SIMを挿した後、OSを再起動したらすぐに認識されました。しかしいつまで経っても「携帯通信が圏外」の状態です。

まだWindows Updateをしていなかったので更新を確認したところ、「Fibocom Wireless」というドライバーのUpdateが見つかりました。該当のSIMは「Fibocom L850-GL」のようなので、おそらくこれです。

しばらく放置してUpdateさせ、APNを設定したところ通信できるようになりました。

使い心地ですが、たまにLTE接続に時間がかかることがあります。ノートPCを起動したらすぐに使えて欲しいので、頻発するようなら対応を考えます。

実はこれに似た現象があるというのはブログ等で見かけたことがありました。しかし自分の場合はそれらの現象よりはかなり頻度が低く、本当に「たまにそういうことがある」という程度なので、様子見です。

 

6.全体的には満足

Thinkpad X390は全般的に快適です。

自分が持ち運ぶ際のカバンへの出し入れが楽になり、MS-Office系のソフトやMindjet(マインドマップのソフト)は快適に使えています。

第2世代のX1 Carbonでもマシンの起動時にストレスを感じることはあまりなかったのですが、明らかに起動が速くなったのも嬉しい誤算でした。

指紋認証も精度が良くなりました。

ACアダプターとの接続がUSB-TypeCになったのも良かったです。

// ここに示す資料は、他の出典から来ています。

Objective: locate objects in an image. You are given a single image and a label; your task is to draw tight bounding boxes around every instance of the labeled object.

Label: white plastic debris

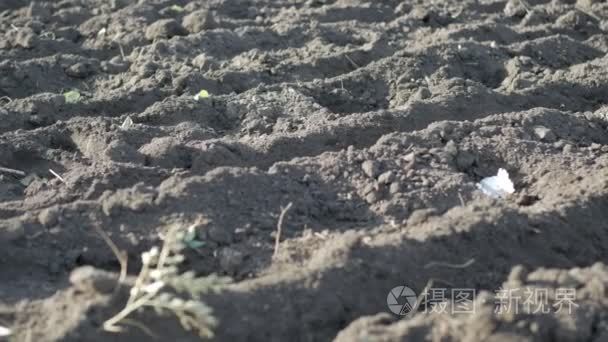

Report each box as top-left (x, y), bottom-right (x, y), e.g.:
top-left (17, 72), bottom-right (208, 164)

top-left (0, 325), bottom-right (13, 337)
top-left (477, 169), bottom-right (515, 198)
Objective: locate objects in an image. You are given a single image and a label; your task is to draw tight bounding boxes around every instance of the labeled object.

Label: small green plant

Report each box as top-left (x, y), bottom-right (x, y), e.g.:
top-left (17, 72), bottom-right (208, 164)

top-left (194, 89), bottom-right (209, 101)
top-left (169, 5), bottom-right (186, 13)
top-left (63, 90), bottom-right (80, 103)
top-left (103, 223), bottom-right (229, 338)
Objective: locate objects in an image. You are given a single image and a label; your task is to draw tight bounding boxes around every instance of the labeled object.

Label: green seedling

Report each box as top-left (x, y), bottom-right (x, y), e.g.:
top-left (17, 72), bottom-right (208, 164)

top-left (194, 89), bottom-right (209, 101)
top-left (169, 5), bottom-right (185, 13)
top-left (63, 90), bottom-right (80, 103)
top-left (103, 226), bottom-right (229, 338)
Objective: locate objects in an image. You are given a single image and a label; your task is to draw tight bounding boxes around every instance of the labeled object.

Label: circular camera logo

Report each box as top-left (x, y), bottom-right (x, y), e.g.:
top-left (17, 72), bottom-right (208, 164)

top-left (386, 286), bottom-right (417, 316)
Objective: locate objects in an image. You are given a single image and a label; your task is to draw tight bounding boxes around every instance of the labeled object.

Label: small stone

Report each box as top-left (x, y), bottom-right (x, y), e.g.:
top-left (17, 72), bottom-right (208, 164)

top-left (217, 247), bottom-right (245, 273)
top-left (146, 19), bottom-right (185, 40)
top-left (182, 9), bottom-right (215, 33)
top-left (65, 62), bottom-right (95, 78)
top-left (38, 207), bottom-right (59, 227)
top-left (378, 171), bottom-right (395, 184)
top-left (206, 225), bottom-right (233, 244)
top-left (365, 190), bottom-right (381, 204)
top-left (388, 182), bottom-right (401, 195)
top-left (70, 266), bottom-right (118, 294)
top-left (503, 0), bottom-right (527, 18)
top-left (456, 151), bottom-right (477, 171)
top-left (414, 87), bottom-right (433, 100)
top-left (361, 160), bottom-right (380, 179)
top-left (13, 28), bottom-right (40, 49)
top-left (26, 1), bottom-right (52, 20)
top-left (534, 126), bottom-right (557, 143)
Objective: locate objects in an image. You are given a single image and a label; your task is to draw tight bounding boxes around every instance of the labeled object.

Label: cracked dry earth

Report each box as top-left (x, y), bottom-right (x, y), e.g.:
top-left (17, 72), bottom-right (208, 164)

top-left (0, 0), bottom-right (608, 342)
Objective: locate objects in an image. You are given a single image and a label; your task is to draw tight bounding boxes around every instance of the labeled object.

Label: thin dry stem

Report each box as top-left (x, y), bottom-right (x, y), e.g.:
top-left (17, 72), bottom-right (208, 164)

top-left (272, 202), bottom-right (293, 257)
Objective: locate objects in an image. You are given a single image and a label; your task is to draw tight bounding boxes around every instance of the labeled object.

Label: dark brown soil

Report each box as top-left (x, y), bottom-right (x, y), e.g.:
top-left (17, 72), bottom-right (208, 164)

top-left (0, 0), bottom-right (608, 342)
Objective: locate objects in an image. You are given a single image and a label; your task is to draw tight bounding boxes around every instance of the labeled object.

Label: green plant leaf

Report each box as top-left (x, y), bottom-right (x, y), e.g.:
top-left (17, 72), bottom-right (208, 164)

top-left (194, 89), bottom-right (209, 101)
top-left (63, 90), bottom-right (80, 103)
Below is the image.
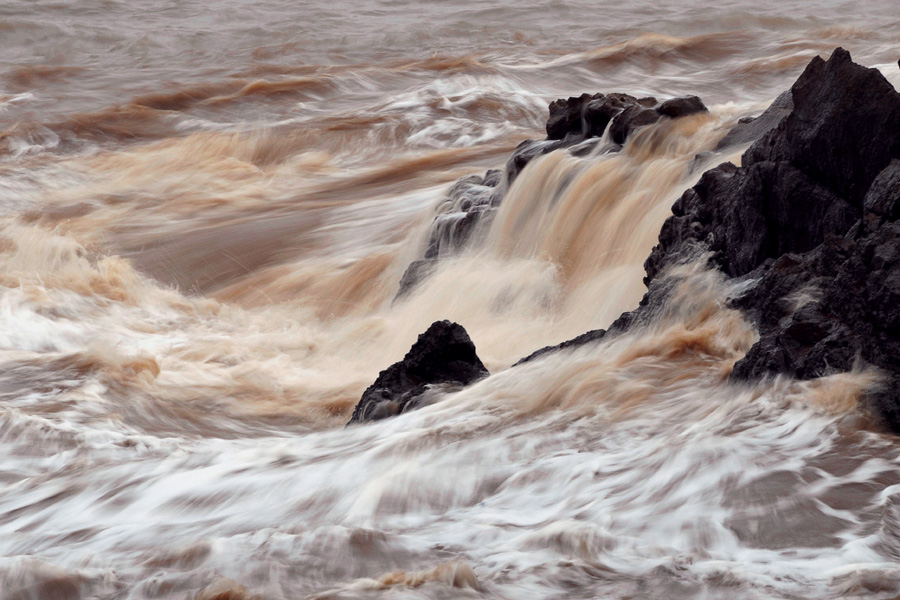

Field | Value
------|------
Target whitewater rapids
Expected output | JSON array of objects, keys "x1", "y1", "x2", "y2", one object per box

[{"x1": 0, "y1": 0, "x2": 900, "y2": 600}]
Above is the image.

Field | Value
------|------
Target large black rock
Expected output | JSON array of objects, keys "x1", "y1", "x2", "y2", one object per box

[
  {"x1": 348, "y1": 321, "x2": 490, "y2": 425},
  {"x1": 524, "y1": 48, "x2": 900, "y2": 432}
]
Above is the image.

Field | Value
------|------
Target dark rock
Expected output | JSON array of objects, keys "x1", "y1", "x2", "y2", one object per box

[
  {"x1": 645, "y1": 49, "x2": 900, "y2": 281},
  {"x1": 396, "y1": 87, "x2": 706, "y2": 298},
  {"x1": 547, "y1": 94, "x2": 603, "y2": 140},
  {"x1": 348, "y1": 321, "x2": 490, "y2": 425},
  {"x1": 609, "y1": 104, "x2": 661, "y2": 144},
  {"x1": 524, "y1": 48, "x2": 900, "y2": 432},
  {"x1": 656, "y1": 96, "x2": 709, "y2": 119},
  {"x1": 716, "y1": 90, "x2": 794, "y2": 151}
]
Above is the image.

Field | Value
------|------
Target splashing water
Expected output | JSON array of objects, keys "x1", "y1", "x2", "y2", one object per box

[{"x1": 0, "y1": 0, "x2": 900, "y2": 600}]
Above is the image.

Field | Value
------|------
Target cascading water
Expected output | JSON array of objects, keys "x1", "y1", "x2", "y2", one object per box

[{"x1": 0, "y1": 0, "x2": 900, "y2": 600}]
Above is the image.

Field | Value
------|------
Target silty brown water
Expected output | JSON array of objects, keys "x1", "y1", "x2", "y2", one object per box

ACアダプターそのものは以前のモノと変わりませんが、端子がUSB-TypeCになっただけで少し軽くなったというか、扱いやすくなったと感じます。

X1 CarbonとX390のACアダプター
ACアダプターはどちらかわからないほど大きさが同じ。
本体に差し込む口。下がX1 Carbon。上がUSB-TypeCになったX390。
本体に差し込む口。下がX1 Carbon。上がUSB-TypeCになったX390。

まだそれほど使い込んでいませんが、ひとまず正解だったと思います。

ちなみにペンを使えるノートPCがあった方が良かったか?とも思いましたが、ペンは別モニターで使いたいということを実感しました。

どうしても必要なら最近増えているUSB-TypeCでつながるモバイルモニターか、別途タブレット端末を持ち歩くしことになりそうです(前者はまだ重すぎかも)。